Länge des Aufenthalts an den Rastorten.
Die Wegstrecken, welche laut vorstehender Eintheilung auf die einzelnen Segeltage gerechnet sind, werden keinenfalls zu lang erscheinen, eher könnte dem Verfasser der Vorwurf gemacht werden, bei dem Aufenthalt auf den beiden Stationen hinsichtlich der Zeit zu freigebig gewesen zu sein, und da möchte ich wenigstens den Einwurf Vincents[366] zurückweisen, die Phönizier hätten während der Rastzeit mehr Getreide verzehrt, als bei der Ernte gewonnen.
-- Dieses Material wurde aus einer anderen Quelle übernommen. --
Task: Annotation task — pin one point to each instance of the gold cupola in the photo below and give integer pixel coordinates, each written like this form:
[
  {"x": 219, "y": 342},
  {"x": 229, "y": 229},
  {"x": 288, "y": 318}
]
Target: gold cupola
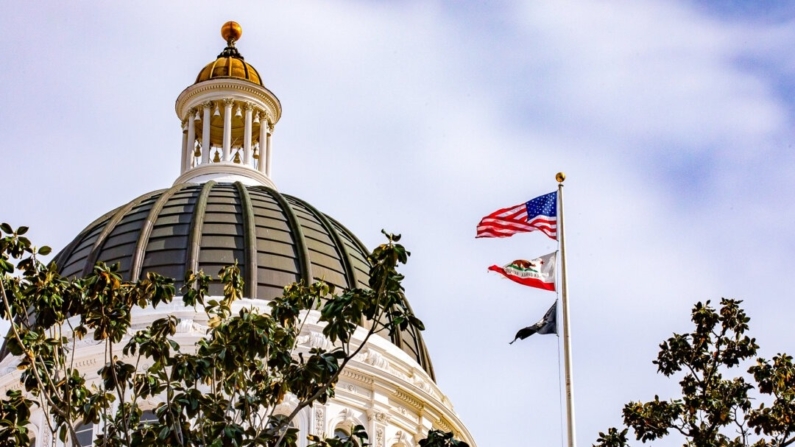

Sobald wir annehmen, dass sie beim Eintreffen auf ihrer ersten Station ausser dem, was sie während des Aufenthalts daselbst zum Leben brauchten, eine genügende Menge Saatkorn hatten, um reichlich, d. h. so viel zu säen, dass sie mit der gewonnenen Frucht bis zur nächstjährigen Ernte auskamen und doch noch Korn für die zweite Saat übrig behielten, wird dies Bedenken hinfällig. Dass sie aber so wohl versehen waren, dürfte kaum einem Zweifel unterliegen. Die Phönizier werden selbst bei ihrer verkehrten Ansicht über die Süderstreckung Afrikas schwerlich angenommen haben, binnen Jahresfrist wieder daheim zu sein, und eben so wenig konnten sie, da ihnen die zu befahrenden Küsten gänzlich unbekannt waren, bei ihrer Abreise mit Sicherheit darauf rechnen, unterwegs Gelegenheit zur Saat und Ernte zu finden. Jedenfalls werden sie sich also einen grossen Vorrath Korn mitgenommen haben, und es kann kein Bedenken erregen, die nothwendige reichliche Verproviantirung als einen der Gründe dafür anzusehen, dass mehrere Schiffe ausgerüstet wurden, in denen, da sie Waren zum Tausch oder Handel schwerlich enthielten, für reichliche Versorgung mit Getreide genügender Raum blieb. Kamen sie nun während des Mai im Kaplande an, so hatten sie von ihren Vorräthen erst sechs Monate gelebt und gewiss noch so reichlich Korn, dass sie ein grösseres Areal bestellen und doch noch bis zur Ernte von dem Rest des Mitgebrachten leben konnten. Was sie aber von der umfangreichen Fläche einheimsten, wird mit etwaigen Ueberbleibseln des alten Getreides nicht nur für die marokkanische Saat, sondern auch zum Lebensunterhalt bis zur dortigen Ernte gereicht haben. Konnten sie am Atlas nicht mehr so ausgiebig säen – denn sie waren ja zwischen der ersten und zweiten Rast ein volles Jahr (Dezember bis November) unterwegs und mussten noch für 6 Monate Korn zum Unterhalte zurückbehalten (Dezember bis Mai) –, so schadete das nichts, da sie an der kleineren hier gewonnenen Ernte doch gewiss bis zur Rückkehr in die Heimath genug hatten.
Der Einwurf Vincents dürfte damit als erledigt betrachtet werden, aber auch abgesehen von ihm könnte man an der Länge des Aufenthaltes Anstoss nehmen, da die Alten Weizen kannten, den δίμηνος und τρίμηνος, der schon zwei oder drei Monate nach der Saat in jenen wärmeren Gegenden reif wurde, ja sogar eine auf Euboea heimische Abart, welche nur 40 Tage dazu brauchte. Lassen wir nun dahin gestellt, ob die Phönizier zufällig eine von diesen Sorten mit sich führten, ob sie Sommer- (ἠρινός) oder Winterweizen (χαιμερινός)[367], ob sie sechszeilige Gerste – wahrscheinlich die einzige, die man in Altägypten kannte[368] – oder endlich irgend eine andere Weizen- oder Gerstenart gebaut haben, immerhin können wir auf einen jedesmaligen halbjährigen Aufenthalt rechnen, denn ausser dem Säen und Ernten des Getreides, dessen Vegetationsperiode in Südafrika, wie oben gezeigt, im allgemeinen 5-6 Monate beträgt[369], blieb ihnen noch genug andere landwirthschaftliche Arbeit, wie Dreschen und Ausworfeln; sodann werden aber auch vor allem die Schiffe einer gründlichen Reparatur bedürftig gewesen sein. Sie hatten wohl zu viel Tiefgang, als dass sie an jeder beliebigen Stelle ohne grosse Mühe aufs Land gezogen werden konnten; um so nöthiger wird dies nach monatelanger Fahrt an den beiden Hauptruhestätten gewesen sein.